- Directed by: Franz Josef Wild [de]
- Written by: Johanna Sibelius; Eberhard Keindorff;
- Based on: The Last of Mrs. Cheyney 1925 play by Frederick Lonsdale
- Produced by: Luggi Waldleitner
- Starring: Lilli Palmer; Carlos Thompson; Martin Held;
- Cinematography: Günther Anders
- Edited by: Lisbeth Neumann
- Music by: Hans-Martin Majewski
- Production companies: Cinecustodia; Les Films Jacques Leitienne; Roxy Film;
- Distributed by: Europa Filmverleih
- Release date: 24 August 1961;
- Running time: 87 minutes
- Countries: France; Switzerland; West Germany;
- Language: German

= The Last of Mrs. Cheyney (1961 film) =

1961 film by Franz Josef Wild

The Last of Mrs. Cheyney (Frau Cheneys Ende) is a 1961 comedy film directed by Franz Josef Wild and starring Lilli Palmer, Carlos Thompson and Martin Held. The film was made as a co-production between France, Switzerland and West Germany.
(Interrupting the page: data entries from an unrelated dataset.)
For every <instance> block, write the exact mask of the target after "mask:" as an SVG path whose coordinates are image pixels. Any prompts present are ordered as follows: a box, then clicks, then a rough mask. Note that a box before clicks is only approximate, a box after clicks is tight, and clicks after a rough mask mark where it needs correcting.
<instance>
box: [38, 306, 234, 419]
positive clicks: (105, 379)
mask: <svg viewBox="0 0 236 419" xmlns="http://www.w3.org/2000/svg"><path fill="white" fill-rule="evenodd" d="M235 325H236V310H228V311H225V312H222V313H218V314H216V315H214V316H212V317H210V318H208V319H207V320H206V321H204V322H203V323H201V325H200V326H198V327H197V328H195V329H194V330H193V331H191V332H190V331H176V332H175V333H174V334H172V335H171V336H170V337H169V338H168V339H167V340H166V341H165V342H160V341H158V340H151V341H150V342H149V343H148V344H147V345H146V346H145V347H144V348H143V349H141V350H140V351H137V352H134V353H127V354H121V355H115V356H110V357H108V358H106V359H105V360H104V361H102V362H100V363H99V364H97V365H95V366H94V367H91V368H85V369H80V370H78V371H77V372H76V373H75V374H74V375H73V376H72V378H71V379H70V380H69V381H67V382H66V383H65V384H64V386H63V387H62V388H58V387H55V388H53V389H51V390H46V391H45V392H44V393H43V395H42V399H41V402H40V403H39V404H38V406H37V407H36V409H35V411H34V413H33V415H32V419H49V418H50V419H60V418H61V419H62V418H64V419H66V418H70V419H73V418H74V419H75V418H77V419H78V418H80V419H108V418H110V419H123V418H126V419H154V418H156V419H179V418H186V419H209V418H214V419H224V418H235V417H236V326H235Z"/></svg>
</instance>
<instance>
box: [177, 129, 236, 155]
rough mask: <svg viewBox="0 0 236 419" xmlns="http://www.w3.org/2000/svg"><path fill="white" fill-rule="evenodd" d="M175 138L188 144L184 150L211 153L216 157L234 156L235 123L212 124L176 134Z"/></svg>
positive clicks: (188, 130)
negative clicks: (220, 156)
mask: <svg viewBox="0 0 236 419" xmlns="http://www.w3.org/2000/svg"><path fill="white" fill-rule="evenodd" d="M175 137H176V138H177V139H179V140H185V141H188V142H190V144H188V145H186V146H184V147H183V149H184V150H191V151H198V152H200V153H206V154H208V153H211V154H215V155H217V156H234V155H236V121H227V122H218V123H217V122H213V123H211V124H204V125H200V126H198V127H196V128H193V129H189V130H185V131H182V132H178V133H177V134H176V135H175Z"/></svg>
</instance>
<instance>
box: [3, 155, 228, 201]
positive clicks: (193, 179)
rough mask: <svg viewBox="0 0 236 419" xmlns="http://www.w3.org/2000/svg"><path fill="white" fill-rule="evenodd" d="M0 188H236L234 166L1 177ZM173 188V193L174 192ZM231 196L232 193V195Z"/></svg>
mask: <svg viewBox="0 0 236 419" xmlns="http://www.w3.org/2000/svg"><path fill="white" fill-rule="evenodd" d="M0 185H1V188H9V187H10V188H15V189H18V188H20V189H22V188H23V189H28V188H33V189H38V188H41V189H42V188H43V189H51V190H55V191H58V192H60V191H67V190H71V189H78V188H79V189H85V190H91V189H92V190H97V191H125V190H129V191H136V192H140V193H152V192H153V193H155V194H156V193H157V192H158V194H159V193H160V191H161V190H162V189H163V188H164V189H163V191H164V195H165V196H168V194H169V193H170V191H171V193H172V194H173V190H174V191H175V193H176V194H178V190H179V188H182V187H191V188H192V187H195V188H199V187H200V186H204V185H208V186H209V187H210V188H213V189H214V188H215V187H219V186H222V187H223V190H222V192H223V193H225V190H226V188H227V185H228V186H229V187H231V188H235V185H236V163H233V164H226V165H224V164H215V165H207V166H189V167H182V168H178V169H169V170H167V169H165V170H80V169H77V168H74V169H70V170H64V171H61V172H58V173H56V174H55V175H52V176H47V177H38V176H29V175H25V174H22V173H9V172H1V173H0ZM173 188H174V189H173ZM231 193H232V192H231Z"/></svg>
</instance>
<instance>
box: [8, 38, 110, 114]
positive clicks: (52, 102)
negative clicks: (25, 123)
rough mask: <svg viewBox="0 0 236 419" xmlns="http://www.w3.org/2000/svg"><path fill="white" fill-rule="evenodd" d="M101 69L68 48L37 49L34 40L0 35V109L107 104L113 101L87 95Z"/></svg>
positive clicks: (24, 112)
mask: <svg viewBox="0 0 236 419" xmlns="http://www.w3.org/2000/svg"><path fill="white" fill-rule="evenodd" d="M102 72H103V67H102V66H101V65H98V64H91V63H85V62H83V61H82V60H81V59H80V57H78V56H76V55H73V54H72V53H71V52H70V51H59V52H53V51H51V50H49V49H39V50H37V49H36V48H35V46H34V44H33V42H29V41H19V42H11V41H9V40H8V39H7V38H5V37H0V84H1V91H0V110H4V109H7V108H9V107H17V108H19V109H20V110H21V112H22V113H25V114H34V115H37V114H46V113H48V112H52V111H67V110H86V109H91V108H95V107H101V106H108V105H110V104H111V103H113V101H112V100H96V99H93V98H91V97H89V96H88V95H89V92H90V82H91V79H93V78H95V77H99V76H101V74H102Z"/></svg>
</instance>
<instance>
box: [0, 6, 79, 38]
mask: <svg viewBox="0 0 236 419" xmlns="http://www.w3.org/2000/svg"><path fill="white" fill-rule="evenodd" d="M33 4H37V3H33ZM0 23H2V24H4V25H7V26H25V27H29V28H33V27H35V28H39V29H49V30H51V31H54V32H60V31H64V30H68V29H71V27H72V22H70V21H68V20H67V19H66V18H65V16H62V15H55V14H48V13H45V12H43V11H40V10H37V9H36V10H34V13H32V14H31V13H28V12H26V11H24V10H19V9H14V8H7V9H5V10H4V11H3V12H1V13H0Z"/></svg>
It is based on the 1925 play of the same title by the British writer Frederick Lonsdale which has been adapted into films on several occasions.

The film's sets were designed by the art directors Wolf Englert and Bruno Monden. It premiered at the Gloria-Palast in Berlin.

== Bibliography ==
- Bock, Hans-Michael & Bergfelder, Tim. The Concise CineGraph. Encyclopedia of German Cinema. Berghahn Books, 2009.